Postprocess pass. A second SELECT applies, per spec: coalesce(x, []) (empty list for empty windows), flatten + order-preserving dedup (matching Polars' unique(maintain_order=True)), list_slice for the max_items cap, and a list_filter for exclude_self. flatten_distinct (used by set-style rollups such as like_artwork_tack_ids_*) collects the most-recent max_items inner lists via the bounded heap, then flattens + dedups + caps.
out = aggregate_pit_table(
pit_table,
specs,
duckdb_config={"threads": "32", "memory_limit": "256GiB"},
)Cap threads and memory explicitly on shared pods
DuckDB's defaults read from the host's /proc/cpuinfo / /proc/meminfo, which leak through the cgroup on shared-node devpods. Pass explicit threads / memory_limit via duckdb_config when running interactively.
Polars engine design
compute/polars.py groups specs by their rolling parameters (group_by, timestamp_column, window_days, include_current) and runs a single rolling().agg() pass per group. Each pass:
- Projects only the columns it needs (
group_by, timestamp, each spec's value column and condition column) before sorting, so wide list columns from prior passes aren't dragged through the sort. - Sorts by
(group_by, ts, scalar_value_cols)so the rollingtail(N)cap is deterministic at timestamp ties — two spines with the same content but different row order produce identical capped lists. - Applies SQL
IN/ comparison conditions as null-masked value columns (when(mask).then(col).otherwise(None)), parsed by_parse_sql_condition. - Uses
closed="left"for strict-<(excludes the current timestamp) andclosed="both"to include it, mirroring the DuckDBEXCLUDE GROUPchoice. - Runs
.agg()through the lazy streaming engine (collect(engine= "streaming")) so window intermediates are chunked rather than held whole, with agc.collect()between passes to release pinned Arrow buffers.
Arrow UDFs (operation="arrow_udf") are applied post-hoc on the collected list columns; original row order is restored via an __orig_idx tag before returning Arrow.
Bit-for-bit equivalence
The two engines are bit-for-bit equivalent on every production spec. The DuckDB path was deliberately built to match Polars at every tie-break: lists are emitted newest-first with a value secondary sort (matching Polars' tail(N).reverse()), EXCLUDE GROUP matches closed="left", and flatten_distinct preserves first-seen (newest-first) order on both sides. The Polars engine is kept around for A/B testing and as a fallback; the DuckDB engine is the production default. Cross-engine parity is pinned by the engine tests under tests/engines/.
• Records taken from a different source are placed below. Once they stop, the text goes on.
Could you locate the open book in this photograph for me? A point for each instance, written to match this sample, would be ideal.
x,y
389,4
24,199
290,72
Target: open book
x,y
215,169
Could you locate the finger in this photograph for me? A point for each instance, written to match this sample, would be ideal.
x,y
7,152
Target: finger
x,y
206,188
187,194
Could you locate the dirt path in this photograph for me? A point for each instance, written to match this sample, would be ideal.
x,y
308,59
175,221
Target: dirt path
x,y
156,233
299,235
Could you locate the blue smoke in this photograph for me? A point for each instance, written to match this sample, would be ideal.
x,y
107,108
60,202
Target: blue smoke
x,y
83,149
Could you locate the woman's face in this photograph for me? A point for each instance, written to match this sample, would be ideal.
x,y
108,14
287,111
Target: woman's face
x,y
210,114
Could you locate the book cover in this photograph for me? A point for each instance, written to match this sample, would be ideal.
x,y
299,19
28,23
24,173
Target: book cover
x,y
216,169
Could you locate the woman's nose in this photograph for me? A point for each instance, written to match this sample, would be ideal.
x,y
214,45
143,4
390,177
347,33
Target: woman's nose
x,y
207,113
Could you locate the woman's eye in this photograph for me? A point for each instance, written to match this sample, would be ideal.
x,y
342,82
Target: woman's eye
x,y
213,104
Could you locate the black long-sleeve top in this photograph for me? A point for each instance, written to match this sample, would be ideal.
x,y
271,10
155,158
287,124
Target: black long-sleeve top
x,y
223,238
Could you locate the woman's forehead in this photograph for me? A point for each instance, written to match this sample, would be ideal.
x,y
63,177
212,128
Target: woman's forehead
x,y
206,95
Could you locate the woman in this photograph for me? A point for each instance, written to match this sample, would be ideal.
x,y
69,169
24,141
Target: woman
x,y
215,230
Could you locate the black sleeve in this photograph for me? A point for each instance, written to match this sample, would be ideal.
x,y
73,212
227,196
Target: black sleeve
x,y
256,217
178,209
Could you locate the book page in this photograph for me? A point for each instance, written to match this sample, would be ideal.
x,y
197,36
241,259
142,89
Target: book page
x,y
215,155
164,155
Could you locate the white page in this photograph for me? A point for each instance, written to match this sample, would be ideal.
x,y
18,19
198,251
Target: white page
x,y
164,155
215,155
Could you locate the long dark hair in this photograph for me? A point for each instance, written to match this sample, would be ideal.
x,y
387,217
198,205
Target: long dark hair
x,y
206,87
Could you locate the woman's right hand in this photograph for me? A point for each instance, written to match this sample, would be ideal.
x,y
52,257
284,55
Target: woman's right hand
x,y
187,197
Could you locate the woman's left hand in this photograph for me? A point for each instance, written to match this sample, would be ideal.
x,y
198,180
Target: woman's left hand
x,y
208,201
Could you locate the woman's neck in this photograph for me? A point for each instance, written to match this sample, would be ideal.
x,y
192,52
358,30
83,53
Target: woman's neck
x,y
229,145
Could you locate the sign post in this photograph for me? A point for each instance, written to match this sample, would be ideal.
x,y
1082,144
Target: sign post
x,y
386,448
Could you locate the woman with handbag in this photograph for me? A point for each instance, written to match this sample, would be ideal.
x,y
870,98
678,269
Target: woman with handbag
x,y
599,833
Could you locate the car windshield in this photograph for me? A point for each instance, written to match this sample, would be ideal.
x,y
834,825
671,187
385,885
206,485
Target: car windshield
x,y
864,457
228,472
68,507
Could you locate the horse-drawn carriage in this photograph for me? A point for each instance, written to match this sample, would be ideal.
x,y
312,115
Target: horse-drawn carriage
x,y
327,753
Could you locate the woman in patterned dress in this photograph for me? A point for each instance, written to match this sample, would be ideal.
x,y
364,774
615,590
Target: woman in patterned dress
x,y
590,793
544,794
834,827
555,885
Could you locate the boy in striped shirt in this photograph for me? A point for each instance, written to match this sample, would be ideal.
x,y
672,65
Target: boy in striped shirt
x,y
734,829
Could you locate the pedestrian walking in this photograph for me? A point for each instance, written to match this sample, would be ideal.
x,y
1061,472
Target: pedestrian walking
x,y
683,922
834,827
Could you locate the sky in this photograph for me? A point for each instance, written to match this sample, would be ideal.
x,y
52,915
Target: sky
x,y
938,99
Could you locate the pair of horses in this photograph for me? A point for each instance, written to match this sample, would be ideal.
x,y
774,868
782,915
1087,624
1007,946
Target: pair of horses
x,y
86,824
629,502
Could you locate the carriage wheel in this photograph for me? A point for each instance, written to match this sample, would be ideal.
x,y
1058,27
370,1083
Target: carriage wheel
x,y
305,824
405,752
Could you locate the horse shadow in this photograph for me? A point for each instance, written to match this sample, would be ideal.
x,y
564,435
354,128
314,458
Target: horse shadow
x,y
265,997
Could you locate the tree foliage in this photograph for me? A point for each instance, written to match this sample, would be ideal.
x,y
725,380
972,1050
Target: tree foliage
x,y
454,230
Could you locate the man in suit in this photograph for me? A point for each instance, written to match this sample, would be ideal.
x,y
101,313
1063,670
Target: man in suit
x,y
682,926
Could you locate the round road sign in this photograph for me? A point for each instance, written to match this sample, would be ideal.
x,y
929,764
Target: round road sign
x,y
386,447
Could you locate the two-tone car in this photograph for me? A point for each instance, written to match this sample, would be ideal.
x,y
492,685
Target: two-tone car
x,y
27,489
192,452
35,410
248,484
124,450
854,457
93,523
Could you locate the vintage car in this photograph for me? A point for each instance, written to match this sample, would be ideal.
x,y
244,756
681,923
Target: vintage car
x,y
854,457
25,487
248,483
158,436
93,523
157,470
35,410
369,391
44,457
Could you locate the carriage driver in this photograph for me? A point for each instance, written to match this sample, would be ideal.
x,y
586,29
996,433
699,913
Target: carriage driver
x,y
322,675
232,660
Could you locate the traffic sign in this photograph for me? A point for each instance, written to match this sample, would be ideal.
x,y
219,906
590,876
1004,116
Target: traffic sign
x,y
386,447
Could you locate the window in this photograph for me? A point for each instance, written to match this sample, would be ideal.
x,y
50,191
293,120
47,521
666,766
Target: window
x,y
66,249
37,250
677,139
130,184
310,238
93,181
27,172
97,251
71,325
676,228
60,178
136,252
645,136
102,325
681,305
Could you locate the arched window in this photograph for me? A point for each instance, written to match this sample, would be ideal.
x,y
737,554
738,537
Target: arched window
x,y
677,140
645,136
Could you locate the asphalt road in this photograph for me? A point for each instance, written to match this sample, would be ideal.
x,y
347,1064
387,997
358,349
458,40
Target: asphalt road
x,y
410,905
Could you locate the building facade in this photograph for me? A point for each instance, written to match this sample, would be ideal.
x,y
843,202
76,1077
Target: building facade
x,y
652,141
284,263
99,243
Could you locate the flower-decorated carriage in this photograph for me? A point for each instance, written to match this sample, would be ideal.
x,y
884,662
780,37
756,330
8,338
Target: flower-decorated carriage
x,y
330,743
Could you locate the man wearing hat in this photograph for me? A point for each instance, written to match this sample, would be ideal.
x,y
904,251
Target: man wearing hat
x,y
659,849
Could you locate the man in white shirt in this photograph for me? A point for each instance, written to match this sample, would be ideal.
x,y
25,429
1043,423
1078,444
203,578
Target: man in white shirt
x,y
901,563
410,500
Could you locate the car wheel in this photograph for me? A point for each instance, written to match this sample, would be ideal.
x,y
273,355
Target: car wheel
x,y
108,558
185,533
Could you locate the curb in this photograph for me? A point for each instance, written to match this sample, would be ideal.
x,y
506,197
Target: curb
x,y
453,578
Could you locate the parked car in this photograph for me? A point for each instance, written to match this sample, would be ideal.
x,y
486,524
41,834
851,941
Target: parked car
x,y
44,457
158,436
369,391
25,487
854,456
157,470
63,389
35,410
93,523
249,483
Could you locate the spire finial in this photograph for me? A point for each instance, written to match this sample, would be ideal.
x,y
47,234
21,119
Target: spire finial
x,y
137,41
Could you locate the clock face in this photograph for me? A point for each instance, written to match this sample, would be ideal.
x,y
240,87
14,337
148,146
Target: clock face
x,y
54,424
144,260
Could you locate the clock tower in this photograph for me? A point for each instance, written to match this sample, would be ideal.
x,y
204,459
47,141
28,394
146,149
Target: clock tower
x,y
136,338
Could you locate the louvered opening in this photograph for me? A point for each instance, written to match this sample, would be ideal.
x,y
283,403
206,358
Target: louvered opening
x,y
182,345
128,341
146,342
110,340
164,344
avg_pool_embeddings — Arrow-buffer construction
Embedding pooling (src/daedalus/catalog/udfs.py) is the canonical example of the Arrow-native, vectorized-kernel discipline (see Arrow-Native Design). avg_pool_embeddings takes a LIST(LIST(DOUBLE)) (one list-of-embeddings per row) and returns a LIST(DOUBLE) (one average embedding per row).
It builds the output Arrow ListArray directly from numpy buffers and offset arrays — pulling outer_offsets, inner_offsets, and the flat values to numpy once, pre-scanning for the common embedding dimension, then accumulating means into a pre-allocated flat output buffer and assembling the result with pa.ListArray.from_arrays(offsets, values, mask=...). This avoids the per-row .tolist() → Python-list → Arrow round-trip that otherwise dominates cost at high row counts.
import pyarrow as pa
from daedalus.catalog.udfs import avg_pool_embeddings
pooled = avg_pool_embeddings(col) # LIST(LIST(DOUBLE)) → LIST(DOUBLE)
assert pooled.type == pa.list_(pa.float64())Null and empty rows are carried through via the output null_mask, so a row with no embeddings becomes a null entry rather than a spurious zero vector.